(DGX Spark, ARM64, CUDA 13) pathological slowdown for many-small H2D copies from pageable CPU memory (≈50× vs pinned); impacts PyTorch model load patt

tonera · December 13, 2025, 2:06am

1) Executive Summary

We are seeing an extreme performance cliff on a new DGX Spark with NVIDIA GB10: performing many small CPU→GPU (H2D) copies from pageable host memory is orders of magnitude slower than from pinned host memory. This is large enough to turn real model loading (thousands of tensors moved individually to CUDA) from a few seconds into tens of seconds.

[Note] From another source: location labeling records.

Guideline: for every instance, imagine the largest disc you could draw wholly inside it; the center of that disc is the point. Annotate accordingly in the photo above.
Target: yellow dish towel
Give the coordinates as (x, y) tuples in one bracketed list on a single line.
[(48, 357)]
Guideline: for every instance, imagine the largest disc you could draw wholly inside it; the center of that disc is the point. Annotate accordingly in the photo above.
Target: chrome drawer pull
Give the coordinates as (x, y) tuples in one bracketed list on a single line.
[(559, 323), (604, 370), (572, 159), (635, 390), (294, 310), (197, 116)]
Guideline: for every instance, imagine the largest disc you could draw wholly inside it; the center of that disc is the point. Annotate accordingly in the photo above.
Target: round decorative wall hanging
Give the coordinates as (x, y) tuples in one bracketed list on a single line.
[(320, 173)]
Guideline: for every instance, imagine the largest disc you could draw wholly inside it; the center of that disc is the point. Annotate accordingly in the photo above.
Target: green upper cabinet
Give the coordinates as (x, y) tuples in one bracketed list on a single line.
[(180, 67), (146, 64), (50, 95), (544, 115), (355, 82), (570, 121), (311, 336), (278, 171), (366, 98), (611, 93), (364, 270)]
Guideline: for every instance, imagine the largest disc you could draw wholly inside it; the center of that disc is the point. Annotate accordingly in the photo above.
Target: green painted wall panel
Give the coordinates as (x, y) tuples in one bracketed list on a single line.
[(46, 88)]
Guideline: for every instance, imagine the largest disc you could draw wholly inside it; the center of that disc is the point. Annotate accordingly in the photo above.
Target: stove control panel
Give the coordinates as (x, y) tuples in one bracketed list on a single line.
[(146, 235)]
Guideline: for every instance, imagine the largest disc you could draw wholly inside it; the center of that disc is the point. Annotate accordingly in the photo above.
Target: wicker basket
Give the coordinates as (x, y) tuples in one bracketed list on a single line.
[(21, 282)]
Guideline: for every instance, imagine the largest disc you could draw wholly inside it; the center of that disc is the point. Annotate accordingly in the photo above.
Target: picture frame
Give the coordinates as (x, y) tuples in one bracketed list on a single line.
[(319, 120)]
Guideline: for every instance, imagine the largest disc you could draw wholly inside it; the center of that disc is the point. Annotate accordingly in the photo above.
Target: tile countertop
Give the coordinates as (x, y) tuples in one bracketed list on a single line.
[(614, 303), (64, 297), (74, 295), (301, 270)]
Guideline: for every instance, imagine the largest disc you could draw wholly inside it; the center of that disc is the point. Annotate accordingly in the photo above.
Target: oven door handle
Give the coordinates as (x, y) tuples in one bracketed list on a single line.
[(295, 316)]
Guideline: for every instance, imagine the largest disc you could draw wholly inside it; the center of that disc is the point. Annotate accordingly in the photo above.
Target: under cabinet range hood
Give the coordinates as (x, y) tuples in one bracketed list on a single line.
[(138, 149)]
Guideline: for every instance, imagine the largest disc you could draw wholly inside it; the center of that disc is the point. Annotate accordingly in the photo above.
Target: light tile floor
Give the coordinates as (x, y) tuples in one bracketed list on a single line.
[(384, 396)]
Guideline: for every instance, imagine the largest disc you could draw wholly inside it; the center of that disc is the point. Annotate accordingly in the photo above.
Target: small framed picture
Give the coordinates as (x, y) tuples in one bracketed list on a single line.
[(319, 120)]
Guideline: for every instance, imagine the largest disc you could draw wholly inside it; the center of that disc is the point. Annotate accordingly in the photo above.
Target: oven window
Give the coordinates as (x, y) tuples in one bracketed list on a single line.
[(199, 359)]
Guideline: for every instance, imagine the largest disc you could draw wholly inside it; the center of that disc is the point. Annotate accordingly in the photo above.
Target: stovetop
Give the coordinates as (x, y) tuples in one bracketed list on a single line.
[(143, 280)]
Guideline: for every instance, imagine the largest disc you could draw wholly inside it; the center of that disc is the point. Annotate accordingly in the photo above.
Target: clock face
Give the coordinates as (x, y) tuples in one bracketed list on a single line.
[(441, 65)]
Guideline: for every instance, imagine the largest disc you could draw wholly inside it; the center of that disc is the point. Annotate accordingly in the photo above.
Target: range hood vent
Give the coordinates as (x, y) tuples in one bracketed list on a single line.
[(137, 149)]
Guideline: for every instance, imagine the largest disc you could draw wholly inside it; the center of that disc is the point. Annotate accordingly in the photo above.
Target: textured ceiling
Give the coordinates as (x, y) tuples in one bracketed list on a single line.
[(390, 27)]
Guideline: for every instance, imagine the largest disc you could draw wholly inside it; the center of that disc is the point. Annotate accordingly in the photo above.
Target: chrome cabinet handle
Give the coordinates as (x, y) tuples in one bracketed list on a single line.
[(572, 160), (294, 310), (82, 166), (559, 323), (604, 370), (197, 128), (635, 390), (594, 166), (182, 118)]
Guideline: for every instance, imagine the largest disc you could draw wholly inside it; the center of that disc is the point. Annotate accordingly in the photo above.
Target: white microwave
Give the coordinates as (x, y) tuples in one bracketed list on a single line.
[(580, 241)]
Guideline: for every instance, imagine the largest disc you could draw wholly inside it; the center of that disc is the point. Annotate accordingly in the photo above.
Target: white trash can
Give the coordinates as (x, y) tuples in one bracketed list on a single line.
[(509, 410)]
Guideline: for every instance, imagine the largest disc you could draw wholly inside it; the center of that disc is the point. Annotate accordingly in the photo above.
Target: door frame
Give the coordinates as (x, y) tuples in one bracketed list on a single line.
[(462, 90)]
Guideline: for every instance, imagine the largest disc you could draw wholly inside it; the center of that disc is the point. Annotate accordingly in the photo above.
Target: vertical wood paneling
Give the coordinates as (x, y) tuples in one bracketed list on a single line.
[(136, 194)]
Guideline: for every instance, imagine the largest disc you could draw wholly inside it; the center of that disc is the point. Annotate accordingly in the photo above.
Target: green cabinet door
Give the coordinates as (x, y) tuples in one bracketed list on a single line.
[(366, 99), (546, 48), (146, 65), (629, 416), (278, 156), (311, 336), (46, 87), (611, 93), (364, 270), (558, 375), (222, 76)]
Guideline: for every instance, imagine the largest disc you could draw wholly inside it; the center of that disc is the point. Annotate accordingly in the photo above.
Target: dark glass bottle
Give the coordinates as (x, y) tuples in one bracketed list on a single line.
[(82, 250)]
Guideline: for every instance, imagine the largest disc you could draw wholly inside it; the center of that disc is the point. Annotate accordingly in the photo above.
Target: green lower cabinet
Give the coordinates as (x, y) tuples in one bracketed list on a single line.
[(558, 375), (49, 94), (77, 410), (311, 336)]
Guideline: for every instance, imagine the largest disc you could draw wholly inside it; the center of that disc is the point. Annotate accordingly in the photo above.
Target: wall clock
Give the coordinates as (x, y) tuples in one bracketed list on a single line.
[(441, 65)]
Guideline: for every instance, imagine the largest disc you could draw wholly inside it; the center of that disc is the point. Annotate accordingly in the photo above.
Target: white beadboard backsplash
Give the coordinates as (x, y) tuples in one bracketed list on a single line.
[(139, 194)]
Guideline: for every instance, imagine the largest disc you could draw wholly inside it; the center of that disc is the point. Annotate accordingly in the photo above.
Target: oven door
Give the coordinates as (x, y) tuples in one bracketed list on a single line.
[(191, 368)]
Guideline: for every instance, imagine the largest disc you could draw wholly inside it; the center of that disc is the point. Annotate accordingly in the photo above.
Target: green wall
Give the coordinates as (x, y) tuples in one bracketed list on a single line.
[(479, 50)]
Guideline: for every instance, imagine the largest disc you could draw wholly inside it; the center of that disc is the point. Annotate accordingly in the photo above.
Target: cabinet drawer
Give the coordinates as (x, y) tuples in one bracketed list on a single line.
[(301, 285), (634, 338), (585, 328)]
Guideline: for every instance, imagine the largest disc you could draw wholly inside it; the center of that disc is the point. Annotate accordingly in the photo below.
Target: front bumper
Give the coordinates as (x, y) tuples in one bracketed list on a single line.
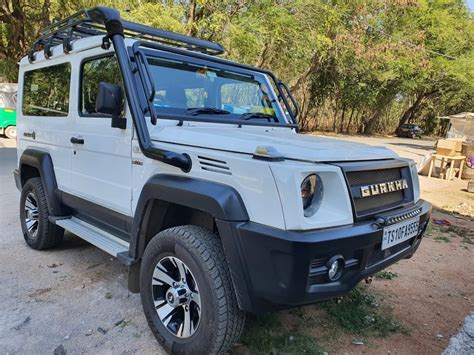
[(282, 269)]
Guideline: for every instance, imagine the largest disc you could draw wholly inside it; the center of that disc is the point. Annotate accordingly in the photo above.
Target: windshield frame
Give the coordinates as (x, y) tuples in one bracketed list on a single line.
[(142, 51)]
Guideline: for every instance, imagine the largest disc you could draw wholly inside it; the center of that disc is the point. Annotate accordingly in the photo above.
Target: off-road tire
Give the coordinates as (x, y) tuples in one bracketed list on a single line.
[(222, 321), (10, 132), (48, 234)]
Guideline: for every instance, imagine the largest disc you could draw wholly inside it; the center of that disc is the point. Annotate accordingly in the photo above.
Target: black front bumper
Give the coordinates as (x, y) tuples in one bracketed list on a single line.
[(277, 269)]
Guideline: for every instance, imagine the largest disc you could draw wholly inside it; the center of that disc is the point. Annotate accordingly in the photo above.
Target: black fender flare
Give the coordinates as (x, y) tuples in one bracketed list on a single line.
[(221, 201), (42, 161)]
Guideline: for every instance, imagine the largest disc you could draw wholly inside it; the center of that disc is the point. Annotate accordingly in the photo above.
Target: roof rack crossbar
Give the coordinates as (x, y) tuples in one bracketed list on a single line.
[(88, 23)]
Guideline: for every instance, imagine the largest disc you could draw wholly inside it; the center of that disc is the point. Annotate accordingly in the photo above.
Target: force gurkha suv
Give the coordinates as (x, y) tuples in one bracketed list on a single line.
[(189, 169)]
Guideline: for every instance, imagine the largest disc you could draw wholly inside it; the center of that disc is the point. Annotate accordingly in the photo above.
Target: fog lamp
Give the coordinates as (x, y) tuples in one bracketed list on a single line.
[(335, 267)]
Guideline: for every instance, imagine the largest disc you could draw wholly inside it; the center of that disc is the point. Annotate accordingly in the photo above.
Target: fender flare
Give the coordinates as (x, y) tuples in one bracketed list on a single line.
[(221, 201), (42, 161)]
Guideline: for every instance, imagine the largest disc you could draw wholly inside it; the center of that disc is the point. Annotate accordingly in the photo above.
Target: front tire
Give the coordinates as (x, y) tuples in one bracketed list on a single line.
[(187, 293), (10, 132), (38, 231)]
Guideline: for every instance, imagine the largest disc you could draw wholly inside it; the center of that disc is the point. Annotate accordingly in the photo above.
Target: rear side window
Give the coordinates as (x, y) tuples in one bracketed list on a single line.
[(93, 72), (46, 91)]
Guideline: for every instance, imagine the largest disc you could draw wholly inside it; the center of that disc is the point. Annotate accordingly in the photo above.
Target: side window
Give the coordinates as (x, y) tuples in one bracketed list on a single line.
[(46, 91), (195, 97), (93, 72), (245, 97)]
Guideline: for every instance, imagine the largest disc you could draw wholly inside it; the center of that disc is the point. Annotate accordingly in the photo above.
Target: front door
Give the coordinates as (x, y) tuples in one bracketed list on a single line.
[(101, 155)]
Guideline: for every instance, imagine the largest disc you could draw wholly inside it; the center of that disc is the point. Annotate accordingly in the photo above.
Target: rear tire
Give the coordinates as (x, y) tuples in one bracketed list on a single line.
[(10, 132), (195, 252), (38, 231)]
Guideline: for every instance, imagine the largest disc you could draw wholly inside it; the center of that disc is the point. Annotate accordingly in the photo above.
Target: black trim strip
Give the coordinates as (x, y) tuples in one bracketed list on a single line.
[(104, 218)]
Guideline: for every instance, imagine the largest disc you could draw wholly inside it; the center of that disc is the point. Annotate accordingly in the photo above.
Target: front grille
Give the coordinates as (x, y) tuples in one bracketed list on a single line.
[(373, 176), (369, 205)]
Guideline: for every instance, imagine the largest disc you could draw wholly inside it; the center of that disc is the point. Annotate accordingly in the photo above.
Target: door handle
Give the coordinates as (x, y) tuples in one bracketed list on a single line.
[(77, 140), (29, 134)]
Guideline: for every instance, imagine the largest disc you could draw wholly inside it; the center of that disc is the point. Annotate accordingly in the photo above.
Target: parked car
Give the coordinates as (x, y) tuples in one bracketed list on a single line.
[(410, 131), (198, 180), (8, 97)]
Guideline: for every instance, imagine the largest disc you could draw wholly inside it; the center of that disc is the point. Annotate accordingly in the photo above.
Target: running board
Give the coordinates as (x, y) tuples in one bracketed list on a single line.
[(96, 236)]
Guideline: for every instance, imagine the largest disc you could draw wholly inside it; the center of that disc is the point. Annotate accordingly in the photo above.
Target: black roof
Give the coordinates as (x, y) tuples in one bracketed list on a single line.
[(97, 21)]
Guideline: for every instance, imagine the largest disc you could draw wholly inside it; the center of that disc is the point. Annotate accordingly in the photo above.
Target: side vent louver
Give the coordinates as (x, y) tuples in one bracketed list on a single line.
[(214, 165)]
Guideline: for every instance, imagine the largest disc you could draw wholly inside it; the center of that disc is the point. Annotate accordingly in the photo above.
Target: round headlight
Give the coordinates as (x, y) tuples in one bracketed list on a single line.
[(311, 194)]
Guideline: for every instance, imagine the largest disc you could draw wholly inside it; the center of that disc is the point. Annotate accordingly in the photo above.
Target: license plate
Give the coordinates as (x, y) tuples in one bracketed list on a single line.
[(400, 232)]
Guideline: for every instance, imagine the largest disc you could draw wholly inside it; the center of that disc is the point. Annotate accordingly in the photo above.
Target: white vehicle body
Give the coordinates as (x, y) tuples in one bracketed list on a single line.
[(197, 198), (101, 171)]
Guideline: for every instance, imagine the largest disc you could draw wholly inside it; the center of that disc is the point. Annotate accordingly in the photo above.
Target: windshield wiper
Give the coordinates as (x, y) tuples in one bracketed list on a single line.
[(206, 111), (249, 115)]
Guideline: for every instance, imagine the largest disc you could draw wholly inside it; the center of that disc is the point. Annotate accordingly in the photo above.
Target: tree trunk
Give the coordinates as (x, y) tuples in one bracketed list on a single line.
[(192, 18), (341, 124), (409, 114), (350, 120)]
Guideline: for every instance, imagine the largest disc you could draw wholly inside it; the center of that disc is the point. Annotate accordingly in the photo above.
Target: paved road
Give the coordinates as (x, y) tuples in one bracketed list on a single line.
[(62, 296)]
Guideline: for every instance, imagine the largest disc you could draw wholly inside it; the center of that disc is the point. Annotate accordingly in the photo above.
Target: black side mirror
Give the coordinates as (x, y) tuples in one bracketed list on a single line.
[(296, 109), (109, 102)]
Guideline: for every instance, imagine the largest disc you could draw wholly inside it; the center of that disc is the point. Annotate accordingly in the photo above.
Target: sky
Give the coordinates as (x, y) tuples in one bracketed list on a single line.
[(470, 4)]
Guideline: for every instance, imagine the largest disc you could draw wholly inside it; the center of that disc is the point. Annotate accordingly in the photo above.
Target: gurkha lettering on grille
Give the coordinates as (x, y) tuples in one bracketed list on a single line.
[(383, 188)]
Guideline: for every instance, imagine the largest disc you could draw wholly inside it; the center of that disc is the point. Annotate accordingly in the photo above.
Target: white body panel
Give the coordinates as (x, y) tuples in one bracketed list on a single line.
[(101, 171), (52, 134), (101, 167)]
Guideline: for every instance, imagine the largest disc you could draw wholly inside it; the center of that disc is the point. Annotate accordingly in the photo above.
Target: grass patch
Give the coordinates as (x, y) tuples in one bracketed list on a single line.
[(442, 238), (359, 313), (386, 275), (267, 335)]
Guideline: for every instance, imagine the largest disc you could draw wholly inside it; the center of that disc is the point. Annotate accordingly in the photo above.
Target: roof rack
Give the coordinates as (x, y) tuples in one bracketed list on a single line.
[(88, 23)]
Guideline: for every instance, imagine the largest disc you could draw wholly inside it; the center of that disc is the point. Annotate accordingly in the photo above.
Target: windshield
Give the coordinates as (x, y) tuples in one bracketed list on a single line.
[(186, 88)]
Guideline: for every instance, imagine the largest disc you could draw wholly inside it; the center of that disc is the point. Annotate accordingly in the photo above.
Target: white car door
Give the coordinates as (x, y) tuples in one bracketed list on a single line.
[(44, 115), (101, 155)]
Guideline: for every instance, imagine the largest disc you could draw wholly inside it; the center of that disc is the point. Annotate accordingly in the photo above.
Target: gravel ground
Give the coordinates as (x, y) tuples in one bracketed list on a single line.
[(463, 342)]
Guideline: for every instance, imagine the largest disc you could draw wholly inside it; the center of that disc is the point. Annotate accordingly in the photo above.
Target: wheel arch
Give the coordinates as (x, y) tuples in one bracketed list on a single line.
[(37, 163), (163, 194), (212, 205)]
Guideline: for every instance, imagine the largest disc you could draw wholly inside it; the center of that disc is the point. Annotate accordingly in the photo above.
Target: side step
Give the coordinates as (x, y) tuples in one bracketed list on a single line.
[(101, 239)]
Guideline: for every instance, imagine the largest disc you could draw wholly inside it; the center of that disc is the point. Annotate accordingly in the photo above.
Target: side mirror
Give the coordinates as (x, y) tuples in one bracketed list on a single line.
[(109, 102), (296, 108)]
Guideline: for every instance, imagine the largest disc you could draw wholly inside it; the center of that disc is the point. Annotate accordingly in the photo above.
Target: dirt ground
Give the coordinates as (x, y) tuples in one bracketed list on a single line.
[(75, 300), (435, 289)]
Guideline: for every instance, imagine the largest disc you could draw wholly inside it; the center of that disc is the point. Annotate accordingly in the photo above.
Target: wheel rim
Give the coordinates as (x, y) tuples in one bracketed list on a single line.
[(31, 214), (176, 297)]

This appears to be a platform/driver path issue (page-locking / DMA mapping / page fault interaction on ARM64/UMA), because:

large-copy pinned bandwidth is healthy,
the slowdown is specifically tied to pageable + many-small copies, and
toggling pinning at the framework level fully flips the behavior.

We request NVIDIA to confirm whether this is expected for GB10/DGX Spark, and if not, investigate the driver/kernel interaction.

2) Environment (as observed)

System: DGX Spark (new purchase)
CPU arch: aarch64
GPU: NVIDIA GB10, compute capability 12.1
Unified memory: 128GB (platform UMA / “unified memory system”)
SSD: 4TB local NVMe
Filesystem: ext4, weights stored locally on NVMe (/dev/nvme0n1p2, mount /)
Driver: 580.95.05
CUDA: 13.0 (nvcc 13.0.88)
Python: 3.12.12
PyTorch: custom build 2.10.0a0+gitae7d5b8 with sm_121 enabled (torch.cuda.get_arch_list(): ['sm_121', 'compute_121'])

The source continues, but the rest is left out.